© Elizabeth Carecchio
ƒƒ article de Victoria Fourel
L’amour ne suffit pas. Ou alors s’il nous suffit, c’est à nous faire imaginer tout un monde intérieur, à nous mettre à la recherche d’un idéal. C’est à nous faire courir, fuir, mentir, jouer, exister. Joël Pommerat choisit d’appeler ça La Réunification des Deux Corées, œuvre conçue comme un montage de scènes indépendantes.
C’est tout d’abord un texte sensible et moderne, composé de réflexions, de traductions poétiques, de constats sur l’amour et ses dégâts. L’amour n’a rien de réaliste, nous transforme en bête féroce, en pile électrique, en petit animal craintif. Le côté anthologie du spectacle en fait un grand moment qui ne connaît pas l’ennui, tant chaque scène plonge le spectateur dans une histoire nouvelle, surprenante, décalée.

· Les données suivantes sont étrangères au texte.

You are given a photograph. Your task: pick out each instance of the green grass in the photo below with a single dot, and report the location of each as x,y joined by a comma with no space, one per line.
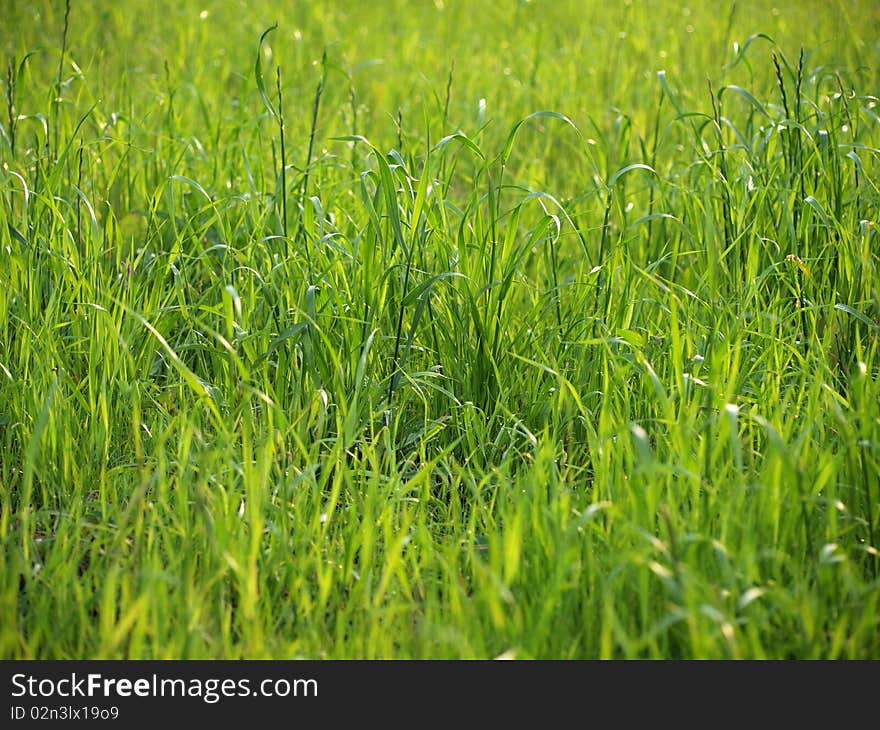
429,330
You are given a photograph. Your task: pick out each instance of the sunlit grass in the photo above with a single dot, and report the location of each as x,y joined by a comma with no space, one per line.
393,332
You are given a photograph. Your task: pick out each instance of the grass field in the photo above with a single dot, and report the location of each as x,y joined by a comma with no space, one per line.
440,330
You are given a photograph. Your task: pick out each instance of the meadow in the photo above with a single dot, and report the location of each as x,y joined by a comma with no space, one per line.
440,330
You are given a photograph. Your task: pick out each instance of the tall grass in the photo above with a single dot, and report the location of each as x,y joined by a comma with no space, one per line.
567,352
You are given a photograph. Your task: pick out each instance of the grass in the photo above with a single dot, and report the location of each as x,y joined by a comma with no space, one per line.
416,331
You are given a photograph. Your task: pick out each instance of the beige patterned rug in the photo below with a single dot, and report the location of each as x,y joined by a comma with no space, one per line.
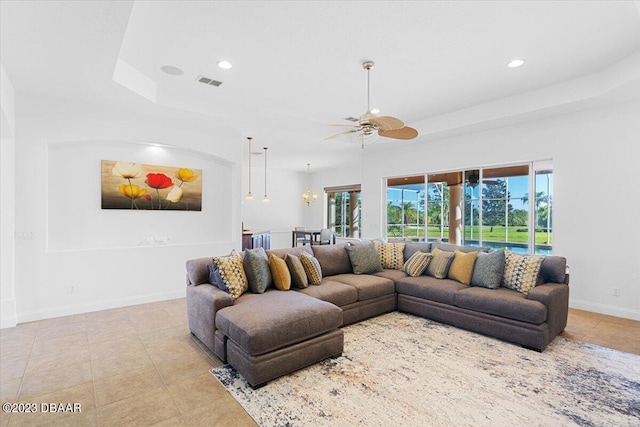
402,370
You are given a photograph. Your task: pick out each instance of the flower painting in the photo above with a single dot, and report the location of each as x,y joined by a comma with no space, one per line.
137,186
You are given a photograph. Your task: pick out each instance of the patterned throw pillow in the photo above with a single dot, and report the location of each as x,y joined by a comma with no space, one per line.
462,266
521,271
488,270
311,268
298,275
279,273
417,263
439,265
391,255
364,258
256,267
232,273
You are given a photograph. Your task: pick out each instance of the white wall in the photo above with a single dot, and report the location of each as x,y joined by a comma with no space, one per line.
76,244
595,163
7,202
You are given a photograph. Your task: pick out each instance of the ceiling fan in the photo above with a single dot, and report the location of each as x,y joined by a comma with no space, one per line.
369,123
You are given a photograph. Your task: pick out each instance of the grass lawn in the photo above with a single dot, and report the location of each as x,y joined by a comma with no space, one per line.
489,234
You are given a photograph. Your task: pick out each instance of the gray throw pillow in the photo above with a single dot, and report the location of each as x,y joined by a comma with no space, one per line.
256,267
215,278
488,270
364,258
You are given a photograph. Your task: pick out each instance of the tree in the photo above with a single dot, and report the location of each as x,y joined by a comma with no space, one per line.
494,203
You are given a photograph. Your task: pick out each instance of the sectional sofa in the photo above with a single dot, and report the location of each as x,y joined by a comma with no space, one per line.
265,333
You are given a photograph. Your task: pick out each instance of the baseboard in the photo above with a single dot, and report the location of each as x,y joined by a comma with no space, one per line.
8,310
611,310
30,316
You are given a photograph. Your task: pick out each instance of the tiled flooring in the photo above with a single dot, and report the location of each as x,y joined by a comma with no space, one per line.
140,366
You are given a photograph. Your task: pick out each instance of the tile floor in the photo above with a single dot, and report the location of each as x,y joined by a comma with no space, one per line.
140,366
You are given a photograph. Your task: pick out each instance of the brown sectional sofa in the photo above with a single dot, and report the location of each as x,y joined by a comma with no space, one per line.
264,336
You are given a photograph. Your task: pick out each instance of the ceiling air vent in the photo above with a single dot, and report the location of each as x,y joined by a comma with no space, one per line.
208,81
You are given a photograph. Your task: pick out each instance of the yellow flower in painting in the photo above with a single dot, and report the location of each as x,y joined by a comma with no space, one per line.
186,175
127,170
175,195
132,191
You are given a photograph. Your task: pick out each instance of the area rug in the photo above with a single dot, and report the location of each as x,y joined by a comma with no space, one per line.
402,370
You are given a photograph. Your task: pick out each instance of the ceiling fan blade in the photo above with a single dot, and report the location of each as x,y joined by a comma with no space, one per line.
387,122
341,133
403,133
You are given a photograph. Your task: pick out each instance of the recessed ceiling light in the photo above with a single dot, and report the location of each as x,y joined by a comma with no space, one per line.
170,69
515,63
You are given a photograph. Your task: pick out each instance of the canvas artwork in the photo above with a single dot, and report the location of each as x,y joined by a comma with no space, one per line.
138,186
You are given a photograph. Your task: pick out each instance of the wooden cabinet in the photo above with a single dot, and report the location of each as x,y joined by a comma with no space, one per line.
252,239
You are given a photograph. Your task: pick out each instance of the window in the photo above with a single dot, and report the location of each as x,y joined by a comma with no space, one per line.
405,208
343,215
489,207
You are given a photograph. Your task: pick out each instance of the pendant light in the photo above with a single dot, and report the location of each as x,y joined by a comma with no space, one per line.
307,196
265,198
249,194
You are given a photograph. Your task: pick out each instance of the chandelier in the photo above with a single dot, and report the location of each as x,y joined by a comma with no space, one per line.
307,196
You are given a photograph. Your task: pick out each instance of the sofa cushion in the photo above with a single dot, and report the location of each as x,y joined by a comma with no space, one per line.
279,273
336,293
368,286
461,268
298,275
263,323
364,259
256,267
417,263
412,247
391,254
232,273
391,274
430,288
521,271
333,259
311,268
439,265
488,270
502,302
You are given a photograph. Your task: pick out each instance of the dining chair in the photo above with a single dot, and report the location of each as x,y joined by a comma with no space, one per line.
324,238
302,236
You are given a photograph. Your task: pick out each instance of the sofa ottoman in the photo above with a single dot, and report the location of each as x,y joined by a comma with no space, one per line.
272,334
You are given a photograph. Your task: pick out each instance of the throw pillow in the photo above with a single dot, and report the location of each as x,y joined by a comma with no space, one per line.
439,265
311,268
279,273
256,267
232,274
462,266
214,277
391,255
417,263
488,270
298,275
521,271
364,258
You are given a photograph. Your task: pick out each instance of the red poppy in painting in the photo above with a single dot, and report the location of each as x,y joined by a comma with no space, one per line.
158,181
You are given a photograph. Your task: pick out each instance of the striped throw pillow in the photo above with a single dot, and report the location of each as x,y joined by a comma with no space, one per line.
417,263
312,268
391,255
439,265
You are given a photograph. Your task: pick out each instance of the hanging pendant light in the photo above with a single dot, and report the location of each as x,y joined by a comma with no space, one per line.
265,198
307,196
249,194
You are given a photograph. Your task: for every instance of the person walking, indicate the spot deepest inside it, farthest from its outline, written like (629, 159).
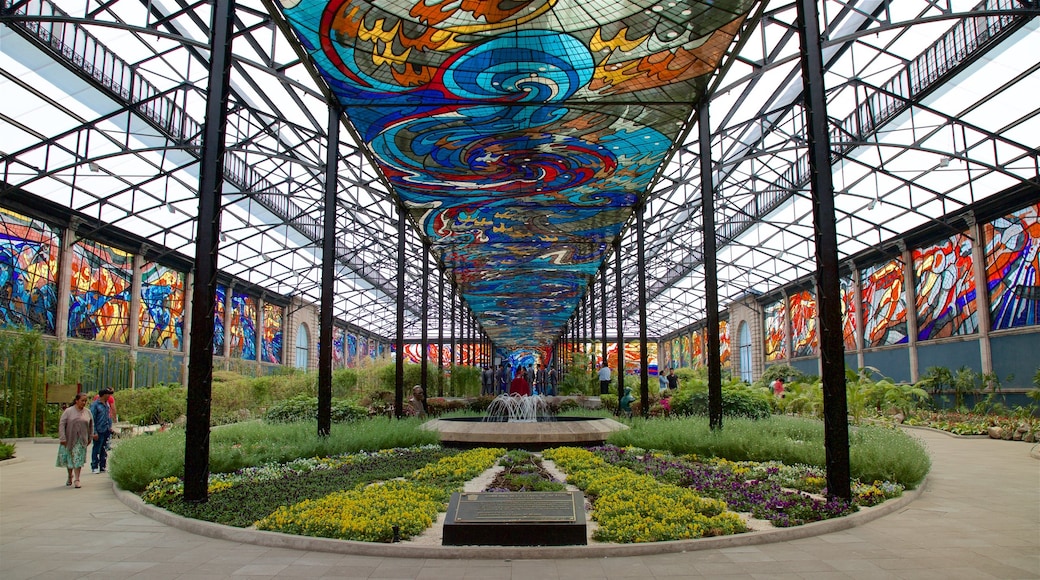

Scéniquement, c’est certes un peu linéaire, enchaînement de scènes avec passage au noir et musique, mais c’est aussi toujours surprenant. Grâce notamment à un gros travail de lumière qui joue avec une pénombre constante, et qui donne un certain mystère, un certain danger, même, à chaque scène. Cela tient aussi au choix du couloir de jeu, aux côtés duquel sont placés les spectateurs, en un dispositif bi-frontal. Forçant ces derniers à « rater » certaines actions et à choisir là où ils placent leurs regards, à être actifs en permanence. C’est aussi l’occasion de jouer avec la distance de jeu, véritable outil au théâtre. Se parle-t-on de la même façon lorsqu’on se crie son amour de très près ou quand on se le chuchote de très loin ? De plus, sur scène, la distance entre comédiens crée aussi l’espace et le vide, qui permettent au spectateur de le remplir et d’y mettre de lui.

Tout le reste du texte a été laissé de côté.